| Subject | Differential equation |
| Concept in | Mathematics |
| Distinct from | |
| Field of impact | Economics • Industry |
| Place of origin | |
| Solution methods | Novel |
| Used to solve problems in | Celestial mechanics • Advanced economic calculations • Industrial problems |
Differential equations, unique to this timeline, were first discovered and studied in the ancient China, primarily motivated by celestial mechanics and the need to understand the motion of astronomical bodies, especially the planet Nix. Contrary to their European counterparts, their differing formulations and methods led to unique ways of handling and solving these complex mathematical objects.
The first people to develop and explore the concept of differential equations were mathematicians in ancient China, who were driven by the desire to better understand the celestial bodies and the mathematical underpinnings of their observed motions, especially those of Nix. In this context, differential equations were born as a necessary tool for explaining and modeling the behavior of these astronomical entities.
Unlike the European counterparts, differential equations in this timeline emphasized the concept of the "flow rate," a fundamental quantity that has evolved iteratively over time to adapt and capture the various phenomena associated with the motion of celestial objects and other systems. By focusing on this intrinsic flow rate, the mathematicians of ancient China laid the foundation for distinct approaches and techniques to tackle complex problems.
Mathematicians in ancient and Medieval China employed unique methods for finding solutions to differential equations, some of which share similarities with the numerical techniques used in modern times. China's focus on iterative methods and flow rate resulted in a range of solution algorithms that would eventually be combined with existing calculus processes and developed even further by mathematicians such as Meng Ta-Shen and Liu Tian-Ping.

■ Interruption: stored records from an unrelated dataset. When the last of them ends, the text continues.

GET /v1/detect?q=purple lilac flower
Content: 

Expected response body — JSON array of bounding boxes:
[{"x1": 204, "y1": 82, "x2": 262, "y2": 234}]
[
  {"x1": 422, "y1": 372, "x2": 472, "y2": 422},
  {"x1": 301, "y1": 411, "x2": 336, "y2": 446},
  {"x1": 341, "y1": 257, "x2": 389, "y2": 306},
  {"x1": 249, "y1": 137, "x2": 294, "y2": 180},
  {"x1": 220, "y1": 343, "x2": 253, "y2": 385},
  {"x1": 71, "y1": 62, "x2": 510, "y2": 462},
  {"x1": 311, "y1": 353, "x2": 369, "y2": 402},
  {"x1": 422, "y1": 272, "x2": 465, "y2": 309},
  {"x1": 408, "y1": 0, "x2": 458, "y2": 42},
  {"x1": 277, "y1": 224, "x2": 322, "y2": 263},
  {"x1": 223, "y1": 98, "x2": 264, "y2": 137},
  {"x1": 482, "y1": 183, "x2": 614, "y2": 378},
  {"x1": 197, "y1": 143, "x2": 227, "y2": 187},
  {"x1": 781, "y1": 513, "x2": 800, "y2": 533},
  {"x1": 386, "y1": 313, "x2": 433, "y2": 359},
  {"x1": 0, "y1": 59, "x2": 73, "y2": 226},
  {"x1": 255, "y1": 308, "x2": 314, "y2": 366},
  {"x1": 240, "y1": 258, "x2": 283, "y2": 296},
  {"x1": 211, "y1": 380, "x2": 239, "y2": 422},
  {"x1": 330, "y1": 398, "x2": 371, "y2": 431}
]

These methods allowed Chinese mathematicians to solve a wide variety of differential equations, historically considered the backbone of celestial mechanics. Their accuracy, sophistication, and level of complexity rivaled those of European mathematics, yet Chinese mathematicians were able to formulate and implement mathematical solutions without explicit parallel concepts for calculus.
While celestial mechanics was the main motivation for the development of differential equations, their applicability to other fields soon became apparent. This was especially the case for innovations in economics and industry, where complex dynamic systems required accurate prediction and manipulation. Differential equations found their way into diverse areas such as optimization, financial forecasting, control systems, and mechanical engineering.
Once China had undergone a scientific revolution, the commercial and industrial sectors pushed to adopt the capabilities of differential equations for their own uses. These mathematical techniques quickly increased the precision and speed of applied calculations when coding and computing were rapidly growing fields. As a result, differential equations played a crucial role in the early stages of automation, ultimately leading to the heavy incorporation and reliance on mathematical modeling that persistent to the present day.
Unlike European mathematics, the differential equations developed in China focused more on foundational flow rates, allowing for the development of unique algorithms and tools that would eventually contribute to better and more efficient techniques for handling complex dynamic systems. The last step of evolution led to the creation of powerful mathematical engines for economy and society, with a lasting impact that transcended the boundaries of astronomical observations.